The chairman of a multi-million pound infrastructure business which started up in an isolated Lake District village half a century ago has told a High Court trial how he was on the receiving end of a "tirade of abuse" from a former chief executive.

Iain Ferguson, chairman of the Stobart Group, which began life when founder Eddie Stobart went into business as an agricultural contractor in Hesket Newmarket, Cumbria, during the 1960s, told a judge how former chief executive Andrew Tinkler shouted and swore during a meeting earlier this year.

Mr Ferguson said Mr Tinkler "directed his ire" at him and asked not to be treated like a "small boy".

Stobart bosses have sued Mr Tinkler.

They say Mr Tinkler conspired with other businessmen to harm the company's interests and made claims about money spent on air travel.

Bosses want Judge Jonathan Russen to rule that Mr Tinkler was lawfully dismissed.

Mr Tinkler, who was chief executive of the business between 2007 and 2017, denies wrongdoing, saying he was removed for no good reason, and has counter-claimed.

Judge Russen began overseeing a trial, which is due to last more than two weeks, in London yesterday.

Barrister Richard Leiper QC, who leads the Stobart Group legal team, told the judge how board members had earlier this year learned that Mr Tinkler had been talking to shareholders and "briefing against the board".

He said there had been a "significant campaign" to oust Mr Ferguson.

Mr Tinkler disputes allegations against him.

The judge was told that Mr Tinkler did not like the "briefing against the board" characterisation and had spoken of having concerns about Mr Ferguson's chairmanship and being worried that Stobart was going "off strategy".

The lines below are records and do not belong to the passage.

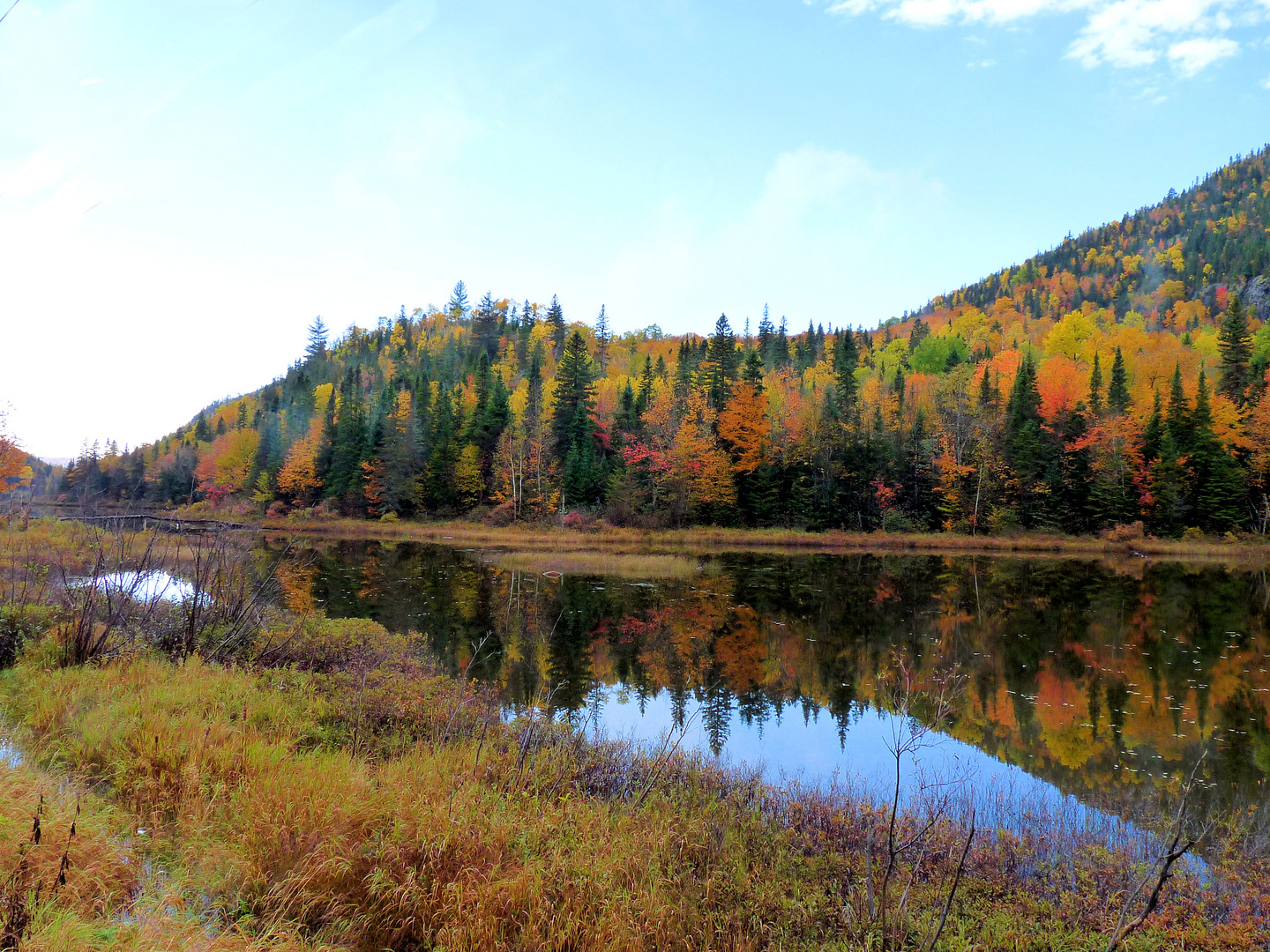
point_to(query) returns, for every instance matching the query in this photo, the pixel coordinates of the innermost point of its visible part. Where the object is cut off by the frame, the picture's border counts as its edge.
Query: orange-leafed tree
(698, 460)
(743, 426)
(299, 473)
(227, 467)
(1061, 383)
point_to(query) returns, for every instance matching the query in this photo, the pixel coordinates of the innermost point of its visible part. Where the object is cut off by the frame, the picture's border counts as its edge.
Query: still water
(1077, 682)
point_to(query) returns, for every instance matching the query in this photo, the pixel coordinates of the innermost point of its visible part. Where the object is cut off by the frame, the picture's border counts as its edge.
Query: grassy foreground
(325, 788)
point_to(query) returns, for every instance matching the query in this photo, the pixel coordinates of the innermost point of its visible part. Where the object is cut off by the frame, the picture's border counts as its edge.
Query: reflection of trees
(1091, 678)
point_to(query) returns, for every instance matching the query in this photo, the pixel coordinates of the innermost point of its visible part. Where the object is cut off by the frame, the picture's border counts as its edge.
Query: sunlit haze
(184, 185)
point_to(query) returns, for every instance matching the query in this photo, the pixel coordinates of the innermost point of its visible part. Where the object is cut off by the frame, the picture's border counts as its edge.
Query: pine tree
(602, 342)
(1218, 480)
(1154, 435)
(766, 331)
(318, 333)
(646, 386)
(458, 305)
(1236, 346)
(485, 325)
(781, 348)
(556, 319)
(1177, 420)
(846, 360)
(752, 369)
(1117, 390)
(721, 352)
(574, 390)
(1096, 386)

Mr Ferguson described events at a meeting earlier this year in a written witness statement given to the judge.

"Mr Tinkler stood up and directed his ire at me and told me not to treat him like a small boy," said Mr Ferguson.

"He said that either he or I had to resign.

"I was somewhat taken aback by this but responded by saying I would not resign and that was a matter for shareholders to decide.

"That precipitated a further tirade of abuse from Mr Tinkler."

Mr Ferguson also told the judge about a telephone call in May and said Mr Tinkler had become "very shouty".

"He again told me that he wanted me to resign as chairman, and again I refused," said Mr Ferguson in his witness statement

"Mr Tinkler became very shouty during this telephone call."

Mr Ferguson said Mr Tinkler accused him of trying to "cling to power" for "my own benefit".

He added: "I said that was not the case."

Mr Leiper had told the judge how Mr Tinkler had agreed to step down as chief executive in 2017.

He added: "Mr Tinkler appears to have found it difficult to let go of the reins."

Mr Tinkler says allegations that he wrongly took millions of pounds in "expenses" from the group are unfair.

Barrister John Taylor QC, leading Mr Tinker's legal team, told the judge that allegations about him taking £5 million of "so-called expenses" in breach of fiduciary duties should "never have been brought".

He outlined allegations relating to "excessive or unnecessary" helicopter use, claims about "air transport" and "jet transport", allegations about Mr Tinkler's daughter's use of a flat and a Range Rover and a claim about the sale of a horsebox.

Mr Taylor said the claims were part of a "campaign" against Mr Tinkler.

He suggested the allegations had been made to provide an excuse to "splash lurid headlines" across newspapers.

Mr Taylor said documents backing up the claims had not been disclosed and the allegations had not been proved.

He said the term "expenses" had been used but none of the claims related to expenses in the sense of an employee claiming reimbursement.

Mr Taylor said the vast majority of complaints related to the fact that Mr Tinkler had been "involved in arranging" expenditure.

He said Stobart bosses had adduced no evidence about Mr Tinkler's daughter Laura's use of a London flat, a company office and a Stobart Range Rover.

Mr Taylor said the claims had been made in an attempt to embarrass Mr Tinkler and "drag his daughter into this dispute".

Mr Taylor also criticised an allegation relating to the sale of a horsebox.

He said the company had bought Mr Tinkler a new horsebox but had kept the money from the sale of an old one. He said Stobart had broken even.

Stobart bosses have complained that Mr Tinkler had an "interest-free loan".